Yine de biraz Beşiktaş’ı konuşmaya çalışalım… Maç sonu verdiği demeçte Beşiktaş’ın oyununu kendisi de şikayet eden Şenol Güneş, geldiğinden beri net bir oyun planı oluşturamadı. Burada suçlu aramak boşuna… Sezona başlayan Valerin İsmael kendi anlayışı çerçevesinde orta sahayı pas geçen önde baskılı, dinamik ve direkt atağa kalkan bir takım kurmak istedi ve transferler de bu oyun anlayışına göre yapıldı. Bu oyun heyecan yaratmadı dense ayıp olur. İsmael, kimsenin bir anlam veremediği kronikleşen yanlış oyuncu değişiklikleriyle puanlar kaybetmese muhtemelen Beşiktaş bugün şampiyonluktan kopmazdı.

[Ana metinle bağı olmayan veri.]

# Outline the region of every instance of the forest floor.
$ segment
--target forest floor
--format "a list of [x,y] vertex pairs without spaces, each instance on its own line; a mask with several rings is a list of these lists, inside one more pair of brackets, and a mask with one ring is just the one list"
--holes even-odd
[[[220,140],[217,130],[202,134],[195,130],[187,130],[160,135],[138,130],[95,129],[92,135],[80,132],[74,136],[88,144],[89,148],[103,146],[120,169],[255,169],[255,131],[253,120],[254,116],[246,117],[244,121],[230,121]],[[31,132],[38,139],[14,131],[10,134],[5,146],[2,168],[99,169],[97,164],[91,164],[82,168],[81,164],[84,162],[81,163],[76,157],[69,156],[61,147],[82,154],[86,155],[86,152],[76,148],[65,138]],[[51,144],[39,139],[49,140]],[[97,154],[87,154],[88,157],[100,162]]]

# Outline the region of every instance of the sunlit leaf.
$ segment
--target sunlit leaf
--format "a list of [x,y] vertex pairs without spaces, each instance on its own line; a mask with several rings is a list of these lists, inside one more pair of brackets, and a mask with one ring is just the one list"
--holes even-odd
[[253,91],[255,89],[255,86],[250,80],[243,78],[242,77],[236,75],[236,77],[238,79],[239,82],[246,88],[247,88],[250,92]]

İsmael’in oyununda orta sahalar mücadeleci özellikleriyle ön plana çıkıyordu ve asla oyun kurucu bir rol verilmiyordu. Güneş’in oyunu öyle değil. Şenol Güneş oyunu orta sahada kurmak istiyor. Ama bu sefer elinde Atiba-Oğuzhan ya da Selçuk-Colman yok. Salih ve Gedson asla bu rolde başarılı olacak tipte oyuncular değiller. Bu maç bir de Amir olmayınca, Omar Colley’in ve Masuaku’nun kaleciye gönderdiği uzun toplarla geçen bir maç izledik. 

Maçın son 20 dakikası ise oldukça hareketli geçti. 68. dakikada Ghezzal ve Maxim çıkınca Trabzonspor rakibinden daha üstün orta sahasıyla üst üste pozisyonlar buldu. Ama Mert’e takıldı ve inanılmaz goller kaçtı. Mert kaleye geçtiğinden beri iyi oynuyor ve artık rakipleri için tıpkı Muslera gibi psikolojik bir etki de yaratıyor.

Şu masala geri dönelim… Masallar finali için dinlenir. Anne-babalar masal anlatırken çocuklar uyuya kalmamak için direnirler. Acaba bu masal nasıl bitecek? Masal boyunca yaşananlar acaba nereye varacak? Bu merak, insanı o finali heyecanla duymaya, görmeye götürüyor. Türk Futbol Masalının finali masal boyunca yaşanan gelişmelerin hakkını vermiyor. İnsanı çileden çıkartacak hakem hataları, yenilmemek üzere maç kurgusu yapan teknik direktörler, üç-beş maçta teknik direktör değiştiren yöneticiler, hiçbir şey beğenmeyen yazar ve yorumcular… Üstelik bunlar hemen her sezonun anahtar kelimeleri oluyor. “Uyuya kalan çocuklar ne kadar da şanslı” dedirtecek finaller…  

Bugünlük de böyle olsun. İnşallah başka zaman heyecanlı maçları da yazarız…

Maçın İyisi: Mert Günok. Kazanılan 1 puanın sahibi.

Maçın Kötüsü: Aslında “maçın kendisi” demek lazım, ama Ghezzal’ı da ekleyelim.